Class LeipzigLanguageSampleStream

    • Constructor Detail

      • LeipzigLanguageSampleStream

        public LeipzigLanguageSampleStream​(File leipzigFolder,
                                           int sentencesPerSample,
                                           int samplesPerLanguage)
                                    throws IOException
        Parameters:
        leipzigFolder - The directory which contains files to process.
        sentencesPerSample - The number of sentences per sample.
        samplesPerLanguage - The number of samples per language to process at maximum.
        Throws:
        IOException - Thrown if IO errors occurred.
    • Method Detail

      • read

        public LanguageSample read()
                            throws IOException
        Description copied from interface: ObjectStream
        Returns the next ObjectStream object.
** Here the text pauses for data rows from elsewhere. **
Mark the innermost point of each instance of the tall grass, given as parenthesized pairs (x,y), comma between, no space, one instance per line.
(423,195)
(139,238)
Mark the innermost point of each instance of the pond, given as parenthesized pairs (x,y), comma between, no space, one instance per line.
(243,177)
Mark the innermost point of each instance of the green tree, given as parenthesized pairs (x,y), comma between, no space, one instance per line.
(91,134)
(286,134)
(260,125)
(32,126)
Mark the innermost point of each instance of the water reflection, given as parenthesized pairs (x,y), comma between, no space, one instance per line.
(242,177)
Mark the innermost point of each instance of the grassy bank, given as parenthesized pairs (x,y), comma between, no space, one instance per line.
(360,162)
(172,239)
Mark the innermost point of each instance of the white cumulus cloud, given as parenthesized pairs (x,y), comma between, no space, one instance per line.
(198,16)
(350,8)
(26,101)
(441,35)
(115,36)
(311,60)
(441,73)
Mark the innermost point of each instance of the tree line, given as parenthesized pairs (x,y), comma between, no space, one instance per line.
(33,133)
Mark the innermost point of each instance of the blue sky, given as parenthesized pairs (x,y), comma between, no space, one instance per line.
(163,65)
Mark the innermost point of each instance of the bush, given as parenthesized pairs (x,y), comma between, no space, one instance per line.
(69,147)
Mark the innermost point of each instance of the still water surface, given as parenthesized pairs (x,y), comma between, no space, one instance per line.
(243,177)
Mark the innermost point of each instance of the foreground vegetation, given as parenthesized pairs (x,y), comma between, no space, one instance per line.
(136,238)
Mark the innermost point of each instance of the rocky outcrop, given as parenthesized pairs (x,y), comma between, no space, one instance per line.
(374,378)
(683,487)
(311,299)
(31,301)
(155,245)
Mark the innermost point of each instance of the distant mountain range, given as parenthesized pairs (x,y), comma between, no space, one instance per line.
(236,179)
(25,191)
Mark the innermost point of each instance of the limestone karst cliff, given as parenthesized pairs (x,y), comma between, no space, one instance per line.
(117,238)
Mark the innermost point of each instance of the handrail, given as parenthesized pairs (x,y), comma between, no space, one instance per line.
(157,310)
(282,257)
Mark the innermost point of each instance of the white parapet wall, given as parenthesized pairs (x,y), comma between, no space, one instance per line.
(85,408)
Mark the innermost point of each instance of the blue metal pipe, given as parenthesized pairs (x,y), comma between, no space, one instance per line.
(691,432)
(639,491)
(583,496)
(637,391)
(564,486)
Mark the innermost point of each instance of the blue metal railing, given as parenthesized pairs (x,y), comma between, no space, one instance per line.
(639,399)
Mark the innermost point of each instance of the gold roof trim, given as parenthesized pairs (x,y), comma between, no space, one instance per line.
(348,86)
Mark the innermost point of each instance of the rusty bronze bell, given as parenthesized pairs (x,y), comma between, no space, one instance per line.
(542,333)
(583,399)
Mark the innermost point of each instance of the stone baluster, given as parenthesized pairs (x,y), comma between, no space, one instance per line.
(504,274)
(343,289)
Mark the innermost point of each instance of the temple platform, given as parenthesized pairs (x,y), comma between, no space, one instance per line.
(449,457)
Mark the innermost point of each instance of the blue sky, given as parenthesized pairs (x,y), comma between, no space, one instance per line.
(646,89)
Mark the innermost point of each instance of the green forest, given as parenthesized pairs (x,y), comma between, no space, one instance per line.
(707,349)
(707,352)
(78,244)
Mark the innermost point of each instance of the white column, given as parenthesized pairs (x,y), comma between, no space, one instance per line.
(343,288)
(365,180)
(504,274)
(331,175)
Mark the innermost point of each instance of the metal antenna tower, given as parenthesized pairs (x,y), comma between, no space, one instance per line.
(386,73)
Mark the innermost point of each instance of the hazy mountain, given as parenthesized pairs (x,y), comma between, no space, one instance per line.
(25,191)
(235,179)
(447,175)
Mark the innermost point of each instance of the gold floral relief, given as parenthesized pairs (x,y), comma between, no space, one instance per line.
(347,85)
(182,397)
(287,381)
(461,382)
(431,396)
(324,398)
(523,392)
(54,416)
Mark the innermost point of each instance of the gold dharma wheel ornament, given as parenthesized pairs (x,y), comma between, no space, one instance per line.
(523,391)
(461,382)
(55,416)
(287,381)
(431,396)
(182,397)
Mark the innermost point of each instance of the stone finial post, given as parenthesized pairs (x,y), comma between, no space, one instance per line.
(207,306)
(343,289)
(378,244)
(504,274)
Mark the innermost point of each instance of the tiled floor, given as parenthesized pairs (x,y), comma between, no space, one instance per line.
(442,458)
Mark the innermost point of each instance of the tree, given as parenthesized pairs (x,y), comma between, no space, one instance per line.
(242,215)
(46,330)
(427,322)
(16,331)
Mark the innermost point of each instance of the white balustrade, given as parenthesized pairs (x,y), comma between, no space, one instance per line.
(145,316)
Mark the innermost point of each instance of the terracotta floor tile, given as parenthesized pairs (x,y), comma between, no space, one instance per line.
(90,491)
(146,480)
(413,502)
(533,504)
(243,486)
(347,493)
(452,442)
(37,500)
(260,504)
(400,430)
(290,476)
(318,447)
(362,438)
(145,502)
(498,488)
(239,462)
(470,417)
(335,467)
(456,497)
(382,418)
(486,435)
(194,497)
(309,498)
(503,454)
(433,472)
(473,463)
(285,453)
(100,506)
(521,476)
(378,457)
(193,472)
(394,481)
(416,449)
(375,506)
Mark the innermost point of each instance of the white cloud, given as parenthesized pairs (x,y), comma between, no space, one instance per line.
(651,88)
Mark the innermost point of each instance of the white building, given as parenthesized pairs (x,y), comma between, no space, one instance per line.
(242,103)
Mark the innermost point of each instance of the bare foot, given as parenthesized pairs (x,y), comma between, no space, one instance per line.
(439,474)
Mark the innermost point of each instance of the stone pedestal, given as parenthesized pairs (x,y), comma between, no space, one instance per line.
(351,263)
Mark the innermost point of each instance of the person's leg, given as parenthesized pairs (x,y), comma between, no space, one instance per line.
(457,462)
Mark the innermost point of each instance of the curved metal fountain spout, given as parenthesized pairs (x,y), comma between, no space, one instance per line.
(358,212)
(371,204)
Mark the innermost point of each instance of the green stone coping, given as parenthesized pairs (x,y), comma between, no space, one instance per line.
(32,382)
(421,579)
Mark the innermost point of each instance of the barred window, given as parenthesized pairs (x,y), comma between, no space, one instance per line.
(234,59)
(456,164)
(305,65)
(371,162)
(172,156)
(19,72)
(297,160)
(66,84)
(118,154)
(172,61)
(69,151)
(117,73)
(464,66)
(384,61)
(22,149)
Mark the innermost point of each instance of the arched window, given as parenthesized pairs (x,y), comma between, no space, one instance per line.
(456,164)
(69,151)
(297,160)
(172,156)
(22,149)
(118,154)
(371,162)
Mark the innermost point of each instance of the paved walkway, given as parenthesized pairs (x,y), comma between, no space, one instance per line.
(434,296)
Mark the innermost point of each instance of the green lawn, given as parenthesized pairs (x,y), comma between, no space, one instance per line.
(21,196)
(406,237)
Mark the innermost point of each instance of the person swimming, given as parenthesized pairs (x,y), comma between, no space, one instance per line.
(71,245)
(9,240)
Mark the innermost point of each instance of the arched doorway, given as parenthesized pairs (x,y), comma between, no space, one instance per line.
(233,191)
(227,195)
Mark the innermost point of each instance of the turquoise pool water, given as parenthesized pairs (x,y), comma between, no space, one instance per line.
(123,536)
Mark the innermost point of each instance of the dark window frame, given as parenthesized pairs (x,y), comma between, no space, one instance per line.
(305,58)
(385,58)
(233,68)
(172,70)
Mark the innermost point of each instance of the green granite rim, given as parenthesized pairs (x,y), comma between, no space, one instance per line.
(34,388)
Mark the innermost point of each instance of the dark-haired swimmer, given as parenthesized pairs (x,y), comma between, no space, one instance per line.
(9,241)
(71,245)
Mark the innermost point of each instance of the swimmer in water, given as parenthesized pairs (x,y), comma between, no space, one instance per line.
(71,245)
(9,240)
Calling this method repeatedly until it returns null will return each object from the underlying source exactly once.
        Specified by:
        read in interface ObjectStream<LanguageSample>
        Returns:
        The next object or null to signal that the stream is exhausted.
        Throws:
        IOException - Thrown if there is an error during reading.
      • reset

        public void reset()
                   throws IOException
        Description copied from interface: ObjectStream
        Repositions the stream at the beginning and the previously seen object sequence will be repeated exactly. This method can be used to re-read the stream if multiple passes over the objects are required.

        The implementation of this method is optional.

        Specified by:
        reset in interface ObjectStream<LanguageSample>
        Throws:
        IOException - Thrown if there is an error during resetting the stream.